Even before Gov.-elect Bill Lee announced her hiring on Thursday, she was poring over a recent report by the state’s chief investigator about what went wrong with TNReady testing last spring and figuring out her strategy for a different outcome.

“My first days will be spent talking with educators and superintendents in the field to really understand the scenario here in Tennessee,” said Schwinn, who’s been chief deputy commissioner of academics in Texas since 2016.

“I’ll approach this problem with a healthy mixture of listening and learning,” she added.

Schwinn’s experience with state assessment programs in Texas and in Delaware — where she was assistant secretary of education — is one of the strengths cited by Lee in selecting her for one of his most critical cabinet posts.

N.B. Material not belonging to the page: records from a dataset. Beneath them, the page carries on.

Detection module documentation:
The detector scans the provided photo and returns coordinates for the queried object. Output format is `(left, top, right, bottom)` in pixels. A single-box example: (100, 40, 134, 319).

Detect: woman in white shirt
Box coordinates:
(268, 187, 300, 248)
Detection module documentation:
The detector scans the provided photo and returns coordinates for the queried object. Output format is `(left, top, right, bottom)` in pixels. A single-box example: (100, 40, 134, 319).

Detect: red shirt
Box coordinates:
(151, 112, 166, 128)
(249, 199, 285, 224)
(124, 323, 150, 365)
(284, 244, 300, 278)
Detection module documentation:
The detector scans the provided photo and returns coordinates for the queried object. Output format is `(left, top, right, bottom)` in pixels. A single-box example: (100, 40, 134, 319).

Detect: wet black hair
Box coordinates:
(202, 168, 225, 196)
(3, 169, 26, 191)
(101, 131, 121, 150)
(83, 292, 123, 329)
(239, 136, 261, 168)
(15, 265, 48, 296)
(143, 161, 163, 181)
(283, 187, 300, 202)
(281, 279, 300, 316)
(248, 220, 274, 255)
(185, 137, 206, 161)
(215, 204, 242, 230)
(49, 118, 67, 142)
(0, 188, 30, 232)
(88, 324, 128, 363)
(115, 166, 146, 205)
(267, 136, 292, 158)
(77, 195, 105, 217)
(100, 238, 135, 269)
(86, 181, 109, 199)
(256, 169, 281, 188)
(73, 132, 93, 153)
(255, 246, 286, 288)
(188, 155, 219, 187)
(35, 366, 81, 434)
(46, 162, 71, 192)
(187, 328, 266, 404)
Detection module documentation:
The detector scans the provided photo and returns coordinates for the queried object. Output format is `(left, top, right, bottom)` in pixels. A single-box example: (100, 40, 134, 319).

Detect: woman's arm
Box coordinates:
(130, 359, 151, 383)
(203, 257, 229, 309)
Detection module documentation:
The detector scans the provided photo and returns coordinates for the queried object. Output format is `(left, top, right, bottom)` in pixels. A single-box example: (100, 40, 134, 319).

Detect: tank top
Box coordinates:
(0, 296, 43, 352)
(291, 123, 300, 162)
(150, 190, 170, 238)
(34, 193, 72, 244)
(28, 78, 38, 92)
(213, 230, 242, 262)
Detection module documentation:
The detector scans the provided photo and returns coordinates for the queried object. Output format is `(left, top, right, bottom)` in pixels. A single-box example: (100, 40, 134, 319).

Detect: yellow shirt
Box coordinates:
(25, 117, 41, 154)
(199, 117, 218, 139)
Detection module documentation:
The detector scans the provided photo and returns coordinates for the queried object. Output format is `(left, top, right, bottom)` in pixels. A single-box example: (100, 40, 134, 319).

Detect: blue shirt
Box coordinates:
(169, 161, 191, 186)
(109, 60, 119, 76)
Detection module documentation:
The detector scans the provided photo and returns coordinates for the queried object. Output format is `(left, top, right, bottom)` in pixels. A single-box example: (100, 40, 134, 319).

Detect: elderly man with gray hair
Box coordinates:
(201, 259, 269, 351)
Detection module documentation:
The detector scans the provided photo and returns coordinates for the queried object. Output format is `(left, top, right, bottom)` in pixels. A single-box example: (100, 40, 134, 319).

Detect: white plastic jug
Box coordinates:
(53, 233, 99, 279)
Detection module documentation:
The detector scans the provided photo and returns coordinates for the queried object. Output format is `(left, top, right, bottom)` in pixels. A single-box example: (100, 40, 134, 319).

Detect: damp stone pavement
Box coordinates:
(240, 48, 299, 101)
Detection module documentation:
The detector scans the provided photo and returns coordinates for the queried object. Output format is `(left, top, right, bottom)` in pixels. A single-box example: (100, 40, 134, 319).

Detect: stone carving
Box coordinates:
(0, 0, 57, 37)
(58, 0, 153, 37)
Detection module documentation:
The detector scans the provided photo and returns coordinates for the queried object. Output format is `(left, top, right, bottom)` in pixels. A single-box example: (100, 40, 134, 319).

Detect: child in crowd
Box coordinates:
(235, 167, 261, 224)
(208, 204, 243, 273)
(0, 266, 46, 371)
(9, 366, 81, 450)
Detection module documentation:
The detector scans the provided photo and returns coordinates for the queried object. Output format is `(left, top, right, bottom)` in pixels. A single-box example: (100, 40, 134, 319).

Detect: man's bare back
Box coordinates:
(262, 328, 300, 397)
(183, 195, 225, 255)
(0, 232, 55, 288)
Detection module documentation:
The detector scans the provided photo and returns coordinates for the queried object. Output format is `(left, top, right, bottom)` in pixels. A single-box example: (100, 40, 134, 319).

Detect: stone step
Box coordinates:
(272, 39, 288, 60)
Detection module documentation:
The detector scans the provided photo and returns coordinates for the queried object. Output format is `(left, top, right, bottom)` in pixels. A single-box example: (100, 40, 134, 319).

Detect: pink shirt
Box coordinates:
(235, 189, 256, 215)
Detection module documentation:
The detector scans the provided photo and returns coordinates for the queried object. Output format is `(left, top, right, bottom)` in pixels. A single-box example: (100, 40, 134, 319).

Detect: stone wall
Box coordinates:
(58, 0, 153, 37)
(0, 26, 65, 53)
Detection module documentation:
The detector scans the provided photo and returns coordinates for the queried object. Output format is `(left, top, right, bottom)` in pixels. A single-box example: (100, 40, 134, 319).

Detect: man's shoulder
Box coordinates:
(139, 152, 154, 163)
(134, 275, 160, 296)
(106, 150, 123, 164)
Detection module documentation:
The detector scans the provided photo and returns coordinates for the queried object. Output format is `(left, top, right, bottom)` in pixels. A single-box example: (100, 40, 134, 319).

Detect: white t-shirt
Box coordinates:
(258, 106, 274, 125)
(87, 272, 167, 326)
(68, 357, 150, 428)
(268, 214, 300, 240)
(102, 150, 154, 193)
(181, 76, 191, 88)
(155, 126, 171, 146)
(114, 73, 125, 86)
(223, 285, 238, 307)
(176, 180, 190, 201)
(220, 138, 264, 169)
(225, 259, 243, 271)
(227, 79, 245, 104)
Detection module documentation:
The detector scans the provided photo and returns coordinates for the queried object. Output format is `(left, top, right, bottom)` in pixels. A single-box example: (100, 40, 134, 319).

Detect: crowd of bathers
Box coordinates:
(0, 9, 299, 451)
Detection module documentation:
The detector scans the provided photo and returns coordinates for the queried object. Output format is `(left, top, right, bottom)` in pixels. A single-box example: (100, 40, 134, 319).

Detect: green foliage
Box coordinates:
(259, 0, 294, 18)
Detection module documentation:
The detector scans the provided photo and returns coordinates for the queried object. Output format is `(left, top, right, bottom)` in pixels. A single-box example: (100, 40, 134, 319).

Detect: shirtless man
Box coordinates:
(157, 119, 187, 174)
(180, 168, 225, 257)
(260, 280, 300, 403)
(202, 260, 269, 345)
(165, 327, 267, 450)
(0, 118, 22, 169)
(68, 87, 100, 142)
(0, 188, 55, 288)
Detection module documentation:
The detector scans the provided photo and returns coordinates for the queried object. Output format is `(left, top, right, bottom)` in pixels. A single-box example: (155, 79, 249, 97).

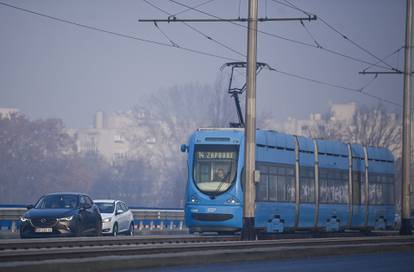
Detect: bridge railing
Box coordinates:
(0, 206, 186, 233)
(0, 207, 27, 233)
(130, 208, 186, 232)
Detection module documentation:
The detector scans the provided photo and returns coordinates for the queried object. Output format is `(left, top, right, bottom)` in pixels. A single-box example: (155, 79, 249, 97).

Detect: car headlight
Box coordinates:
(102, 217, 112, 223)
(20, 216, 29, 222)
(58, 216, 73, 221)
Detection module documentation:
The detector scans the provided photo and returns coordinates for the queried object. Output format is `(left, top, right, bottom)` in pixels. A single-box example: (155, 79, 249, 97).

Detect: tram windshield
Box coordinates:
(193, 144, 239, 195)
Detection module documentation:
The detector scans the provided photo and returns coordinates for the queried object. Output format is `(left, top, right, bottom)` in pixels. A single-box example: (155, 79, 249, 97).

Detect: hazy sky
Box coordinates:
(0, 0, 409, 128)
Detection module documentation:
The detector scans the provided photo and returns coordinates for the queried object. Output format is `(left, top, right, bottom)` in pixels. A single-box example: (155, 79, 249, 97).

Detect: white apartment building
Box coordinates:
(278, 103, 357, 136)
(74, 109, 156, 162)
(75, 111, 134, 162)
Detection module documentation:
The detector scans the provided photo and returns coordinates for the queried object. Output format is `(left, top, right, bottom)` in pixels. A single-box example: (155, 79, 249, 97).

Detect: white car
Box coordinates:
(94, 200, 134, 236)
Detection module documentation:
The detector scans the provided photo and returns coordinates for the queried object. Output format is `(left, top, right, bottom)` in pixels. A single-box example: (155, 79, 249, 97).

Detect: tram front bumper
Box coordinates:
(185, 204, 242, 232)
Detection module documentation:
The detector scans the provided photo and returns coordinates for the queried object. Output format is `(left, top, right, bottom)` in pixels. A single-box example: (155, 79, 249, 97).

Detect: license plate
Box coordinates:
(35, 228, 53, 233)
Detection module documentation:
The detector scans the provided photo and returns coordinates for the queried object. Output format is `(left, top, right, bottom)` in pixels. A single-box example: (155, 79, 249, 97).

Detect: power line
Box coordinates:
(153, 21, 179, 47)
(274, 0, 398, 71)
(318, 16, 398, 71)
(182, 23, 245, 57)
(167, 0, 317, 45)
(0, 1, 241, 62)
(362, 46, 404, 73)
(168, 0, 397, 71)
(300, 20, 322, 48)
(267, 65, 402, 107)
(142, 0, 245, 57)
(172, 0, 217, 17)
(0, 1, 401, 108)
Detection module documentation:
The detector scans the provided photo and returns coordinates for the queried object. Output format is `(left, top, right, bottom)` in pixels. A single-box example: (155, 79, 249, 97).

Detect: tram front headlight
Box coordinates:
(226, 197, 240, 205)
(190, 195, 200, 204)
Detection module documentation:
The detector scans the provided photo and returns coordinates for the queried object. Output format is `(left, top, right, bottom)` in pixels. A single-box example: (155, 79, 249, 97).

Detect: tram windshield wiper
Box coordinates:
(210, 172, 231, 199)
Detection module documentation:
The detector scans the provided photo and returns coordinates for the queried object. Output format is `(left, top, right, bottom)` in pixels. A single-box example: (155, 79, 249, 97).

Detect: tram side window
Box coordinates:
(320, 168, 348, 204)
(275, 165, 295, 202)
(287, 167, 295, 202)
(368, 173, 394, 205)
(256, 164, 295, 202)
(300, 167, 315, 203)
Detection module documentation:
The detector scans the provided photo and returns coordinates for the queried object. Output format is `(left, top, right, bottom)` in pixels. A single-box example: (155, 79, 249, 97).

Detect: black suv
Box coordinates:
(20, 193, 102, 238)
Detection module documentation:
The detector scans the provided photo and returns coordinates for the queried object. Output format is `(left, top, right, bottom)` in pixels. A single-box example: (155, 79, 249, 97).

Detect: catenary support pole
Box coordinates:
(400, 0, 413, 235)
(241, 0, 258, 241)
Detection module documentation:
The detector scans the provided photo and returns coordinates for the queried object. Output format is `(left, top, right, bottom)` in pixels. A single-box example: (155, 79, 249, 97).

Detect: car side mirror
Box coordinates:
(180, 144, 188, 153)
(26, 204, 33, 210)
(116, 209, 123, 215)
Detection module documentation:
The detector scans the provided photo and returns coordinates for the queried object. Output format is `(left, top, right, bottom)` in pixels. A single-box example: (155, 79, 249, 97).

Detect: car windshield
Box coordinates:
(193, 144, 239, 195)
(96, 202, 115, 213)
(34, 195, 79, 209)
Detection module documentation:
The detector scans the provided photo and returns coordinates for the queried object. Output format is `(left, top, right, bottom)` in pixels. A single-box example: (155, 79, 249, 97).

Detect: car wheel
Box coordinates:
(127, 222, 134, 236)
(112, 223, 118, 236)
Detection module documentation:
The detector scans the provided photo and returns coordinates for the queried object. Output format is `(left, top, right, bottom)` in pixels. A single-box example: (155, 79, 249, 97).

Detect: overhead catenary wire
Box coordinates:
(172, 0, 217, 17)
(362, 46, 404, 73)
(0, 1, 402, 109)
(0, 1, 241, 62)
(267, 65, 401, 107)
(300, 20, 322, 48)
(144, 0, 392, 103)
(153, 21, 179, 47)
(143, 0, 245, 57)
(318, 16, 398, 71)
(274, 0, 399, 71)
(163, 0, 403, 107)
(168, 0, 396, 71)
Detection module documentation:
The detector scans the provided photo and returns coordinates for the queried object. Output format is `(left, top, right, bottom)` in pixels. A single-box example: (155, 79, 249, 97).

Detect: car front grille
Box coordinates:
(30, 218, 58, 228)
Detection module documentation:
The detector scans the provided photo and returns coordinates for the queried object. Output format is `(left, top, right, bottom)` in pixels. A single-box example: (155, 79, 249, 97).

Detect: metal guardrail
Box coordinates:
(0, 206, 185, 233)
(130, 208, 185, 232)
(0, 207, 26, 233)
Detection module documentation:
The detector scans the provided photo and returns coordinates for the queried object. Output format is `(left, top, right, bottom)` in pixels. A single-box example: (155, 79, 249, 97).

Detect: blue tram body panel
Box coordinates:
(183, 129, 395, 234)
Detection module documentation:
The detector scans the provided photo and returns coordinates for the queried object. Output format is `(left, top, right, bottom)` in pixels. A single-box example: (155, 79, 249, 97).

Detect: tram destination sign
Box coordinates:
(197, 151, 235, 160)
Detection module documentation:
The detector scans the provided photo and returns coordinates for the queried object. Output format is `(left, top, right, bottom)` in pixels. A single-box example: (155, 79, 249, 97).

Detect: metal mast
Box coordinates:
(241, 0, 258, 241)
(400, 0, 413, 235)
(139, 1, 315, 241)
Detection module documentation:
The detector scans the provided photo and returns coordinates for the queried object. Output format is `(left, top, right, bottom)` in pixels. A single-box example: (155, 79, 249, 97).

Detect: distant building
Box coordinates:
(330, 102, 357, 122)
(276, 103, 357, 136)
(0, 107, 19, 119)
(74, 111, 132, 162)
(73, 110, 157, 162)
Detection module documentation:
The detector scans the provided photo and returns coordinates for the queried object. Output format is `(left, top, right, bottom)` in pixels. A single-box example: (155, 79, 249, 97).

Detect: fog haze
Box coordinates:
(0, 0, 408, 128)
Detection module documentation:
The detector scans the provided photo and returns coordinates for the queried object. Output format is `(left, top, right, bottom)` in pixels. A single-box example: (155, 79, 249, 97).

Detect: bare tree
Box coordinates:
(297, 104, 401, 155)
(0, 113, 109, 204)
(345, 105, 401, 154)
(127, 78, 236, 207)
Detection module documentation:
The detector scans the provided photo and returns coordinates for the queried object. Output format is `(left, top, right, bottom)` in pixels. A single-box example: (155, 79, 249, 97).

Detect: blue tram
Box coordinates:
(181, 128, 395, 234)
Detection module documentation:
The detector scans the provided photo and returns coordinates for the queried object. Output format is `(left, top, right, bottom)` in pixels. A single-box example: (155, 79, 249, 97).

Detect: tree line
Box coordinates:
(0, 80, 407, 208)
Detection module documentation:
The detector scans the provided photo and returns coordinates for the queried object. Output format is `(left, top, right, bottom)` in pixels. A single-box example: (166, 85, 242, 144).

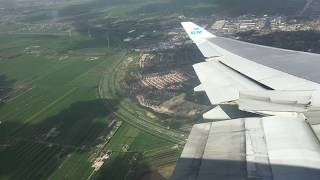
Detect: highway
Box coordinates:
(98, 51, 186, 144)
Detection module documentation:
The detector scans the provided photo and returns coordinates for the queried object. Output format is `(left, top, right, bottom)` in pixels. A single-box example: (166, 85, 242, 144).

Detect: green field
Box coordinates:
(0, 34, 182, 180)
(17, 0, 307, 24)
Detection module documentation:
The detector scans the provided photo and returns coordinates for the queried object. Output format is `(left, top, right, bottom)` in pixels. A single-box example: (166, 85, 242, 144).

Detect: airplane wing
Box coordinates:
(171, 22, 320, 180)
(181, 22, 320, 105)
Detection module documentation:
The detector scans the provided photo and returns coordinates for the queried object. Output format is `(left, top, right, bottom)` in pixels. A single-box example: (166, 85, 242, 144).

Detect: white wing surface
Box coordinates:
(171, 22, 320, 180)
(182, 22, 320, 105)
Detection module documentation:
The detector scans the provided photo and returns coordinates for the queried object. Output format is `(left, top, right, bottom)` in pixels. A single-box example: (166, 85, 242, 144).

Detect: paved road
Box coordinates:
(98, 52, 186, 144)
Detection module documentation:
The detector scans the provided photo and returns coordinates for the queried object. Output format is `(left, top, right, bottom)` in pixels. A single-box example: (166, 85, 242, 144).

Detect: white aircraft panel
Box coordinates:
(171, 123, 211, 180)
(194, 84, 205, 92)
(196, 39, 222, 58)
(263, 116, 320, 180)
(193, 60, 264, 104)
(202, 105, 230, 120)
(245, 118, 273, 180)
(202, 39, 320, 91)
(239, 90, 312, 113)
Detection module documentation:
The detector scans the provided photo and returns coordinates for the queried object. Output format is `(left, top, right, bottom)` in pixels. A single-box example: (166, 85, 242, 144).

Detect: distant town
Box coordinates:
(211, 15, 320, 35)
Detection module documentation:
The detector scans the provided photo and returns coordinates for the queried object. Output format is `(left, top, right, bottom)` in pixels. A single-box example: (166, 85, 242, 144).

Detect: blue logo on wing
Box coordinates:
(191, 27, 202, 35)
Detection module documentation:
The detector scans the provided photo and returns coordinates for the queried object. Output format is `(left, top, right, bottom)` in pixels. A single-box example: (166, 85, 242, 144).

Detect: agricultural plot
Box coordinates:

The Republican governor-elect has said that getting TNReady right is a must after three straight years of missteps in administration and scoring in Tennessee’s transition to online testing. Last year, technical disruptions interrupted so many testing days that state lawmakers passed emergency legislation ordering that poor scores couldn’t be used to penalize students, teachers, schools, or districts.

Schwinn, 36, recalls dealing with testing headaches during her first days on the job in Texas.

“We had testing disruptions. We had test booklets mailed to the wrong schools. We had answer documents in testing booklets. We had online administration failures,” she told Chalkbeat. “From that, we brought together teachers, superintendents, and experts to figure out solutions, and we had a near-perfect administration of our assessment the next year.”

What she learned in the process: the importance of tight vendor management, including setting clear expectations of what’s expected.

She plans to use the same approach in Tennessee, working closely with people in her new department and Questar Assessment, the state’s current vendor.

“Our job is to think about how to get online testing as close to perfect as possible for our students and educators, and that is going to be a major focus,” she said.

The test itself has gotten good reviews in Tennessee; it’s the online miscues that have many teachers and parents questioning the switch from paper-and-pencil exams. Schwinn sees no choice but to forge ahead online and is quick to list the benefits.

“If you think about how children learn and access information today, many are getting that information from hand-held devices and computers,” she said, “so reflecting that natural experience in our classrooms is incredibly important.”

Schwinn said computerized testing also holds promise for accommodating students with disabilities and provides for a more engaging experience for all students.

“When you look at the multiple-choice tests that we took in school and compare that to an online platform where students can watch videos, perform science experiments, do drag-and-drop and other features, students are just more engaged in the content,” she said.

“It’s a more authentic experience,” she added, “and therefore a better measure of learning.”

Schwinn plans to examine Tennessee’s overall state testing program to look for ways to reduce the number of minutes dedicated to assessment and also to elevate transparency.

She also will oversee the transition when one or more companies take over the state’s testing program beginning next school year. Former Commissioner Candice McQueen ordered a new request for proposals from vendors to provide paper testing for younger students and online testing for older ones. State officials have said they hope to award the contract by spring.

In Texas, a 2018 state audit criticized Schwinn’s handling of two major education contracts, including a no-bid special education contract that lost the state more than $2 million.

In Tennessee, an evaluation committee that includes programmatic, assessment, and technology experts will help to decide the new testing contract, and state lawmakers on the legislature’s Government Operations Committee plan to provide another layer of oversight.

Spring testing in Tennessee is scheduled to begin on April 15. You can learn more about TNReady on the state education department’s website.

Editor’s note: This story has been updated with new information about problems with the handling of two education contracts in Texas.